2.  It is dangerous to be so successful that there is no place in our lives for accountability.  Penn State football was so big and so powerful that it answered to no one.   The biblical lens of the Reformed faith takes human sin so seriously that it always resists vesting too much power in one man or group of men.  This view led the framers of the US Constitution to create 3 branches of government accountable to one another and still leads my denomination (PCA) to have no one man as our leader—only an elected moderator who serves just 12 months. 

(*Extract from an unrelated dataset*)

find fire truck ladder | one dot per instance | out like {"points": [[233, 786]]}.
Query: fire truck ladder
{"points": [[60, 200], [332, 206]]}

How could there be no one in Joe Paterno’s life strong enough to challenge him with the thought that by protecting his friend Jerry Sandusky and the Penn State football program, he might be causing future children to be raped?

Lord, forgive my fierce resistance to accountability.  I HATE accountability.  But I need it.  My heart is deceitful above every living thing and desperately wicked.  Never let me be so consumed with my mission that I carelessly ignore my need for accountability. Please, please bless the efforts of our ministry to get men connected for encouragement and accountability.

3.  Eventually, our secret sins will become known.  It is true that the Penn State leaders succeeded at covering up Sandusky’s behavior for 14 years.  But eventually, it came to light.  Prov. 28:13 warns “Whoever conceals his transgressions will not prosper, but he who confesses and forsakes them will find mercy.”  ESPN commentator Matt Millen, upon hearing Louis Freeh’s report, quoted Numbers 32:23 which he had learned in childhood, “Be sure your sin will find you out.”

Lord, help me to fear the consequences of my secret sins and to turn from them. Help me remember that hidden, secret sin has enormous power to control.  And help me to realize that my instinct to cover up the truth of my guilt leads me away from spiritual wholeness. You tell us “If we walk in the light, as you are in the light, we have fellowship with one another…If we say we have no sin, we deceive ourselves, and the truth is not in us.”  Lord, help me to walk in the light. Help me trust my brother enough not to hide my sins from him. Hiding sin is the way of death.

Joe Paterno had feet of clay no less than Gary Yagel has.  May this Penn State sinner learn some sobering lessons from this tragedy. 

Lord, how much I need my brother—to watch my back, because I may leave something very important UNDONE, because I NEED ACCOUNTABILITY, and because to walk in the light I need a brother who will LISTEN TO MY SIN AND STILL LOVE ME.